“Sprains” and “strains” are often used interchangeably when describing a tearing or overstretching of the soft tissues in your body. In the moment of injury, you’re most likely not worried about semantics.
However, these two terms distinguish the injuries of different body parts. The signs for these injuries can be very different as well. Knowing the difference between a sprain and a strain can help you determine the best course of action if you find yourself in this painful predicament.
Sprain vs. Strain
A sprain happens when the ligaments surrounding a joint are overstretched or torn. Ligaments are bands of tissue that connect two bones together in a joint. Most people experience a sprain in the ankle joint when their weight is poorly distributed, or when there is too much weight for the ankle to support.
A strain is an overstretching or tear in the muscles or tendons. Our tendons are thick and fibrous cords of tissue that connect bones to muscles. Most people experience a muscle strain in the hamstring muscle or in the lower back.
Determining Whether You Have a Sprain or a Strain
Sprains and strains are often hard to distinguish for someone who’s not in the medical field, because they cause very similar symptoms and sensations. In both injuries, the injured person may experience pain, swelling, and limited mobility in the affected joint or muscle.
The following are some small differences that can help you determine what the problem might be:
· With a sprain, there may be a small “popping” sound from the joint at the time of injury. There may also be some bruising in the area.
· Signs of a strain could be muscle spasms.
· One way to remember the difference between the two terms is to focus on the differentiating letter between the two words:
o The “P” in sprain can refer to the “pop” sound your joint makes when the ligaments are injured.
o The “T” in strain refers to the word tendon (or muscle).
Treatment of a Sprained Ligament or a Strained Tendon
Initially, treatment for both sprains and strains is the same: rest, ice, compression, and elevation. Whatever you do, do not work through the pain or try to stretch the area. This can cause more pain and damage to the injury.

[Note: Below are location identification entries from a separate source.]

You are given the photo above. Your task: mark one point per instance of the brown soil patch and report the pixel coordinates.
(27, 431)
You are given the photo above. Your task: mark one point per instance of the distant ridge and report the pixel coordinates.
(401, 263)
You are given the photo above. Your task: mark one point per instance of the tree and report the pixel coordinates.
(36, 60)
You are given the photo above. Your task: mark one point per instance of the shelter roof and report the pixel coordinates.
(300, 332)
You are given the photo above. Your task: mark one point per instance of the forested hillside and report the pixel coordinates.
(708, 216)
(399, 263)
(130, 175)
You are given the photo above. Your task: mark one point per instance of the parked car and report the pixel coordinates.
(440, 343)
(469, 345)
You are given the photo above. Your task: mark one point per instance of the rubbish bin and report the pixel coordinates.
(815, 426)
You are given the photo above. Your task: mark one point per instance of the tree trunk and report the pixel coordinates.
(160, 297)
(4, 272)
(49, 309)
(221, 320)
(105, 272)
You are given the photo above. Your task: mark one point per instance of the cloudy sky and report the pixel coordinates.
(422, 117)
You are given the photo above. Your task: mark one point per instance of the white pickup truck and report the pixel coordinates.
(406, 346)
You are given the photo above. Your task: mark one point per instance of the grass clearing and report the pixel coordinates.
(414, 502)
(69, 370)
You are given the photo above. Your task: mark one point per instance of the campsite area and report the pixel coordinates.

Most mild sprains and strains can be taken care of at home. However, if a sprain or a strain is severe, it could require surgery to repair torn ligaments, muscles, or tendons.
Who Can Help With a Sprain or Strain Injury?
If you are unable to walk more than four steps without serious pain, unable to move the disturbed joint, have pain directly over the bones of the injured joint, or experience numbness in any part of the injured area, contact the skilled medical team at Patient Care Now Urgent Care.
Whether you have a sprain or a strain, the professionals at Patient Care Now are prepared to treat you. That’s why Patient Care Now Urgent Care in Fairless Hills is open from 8 a.m. to 8 p.m. on weekdays, and from 8 a.m. to 6 p.m. on Saturdays and Sundays.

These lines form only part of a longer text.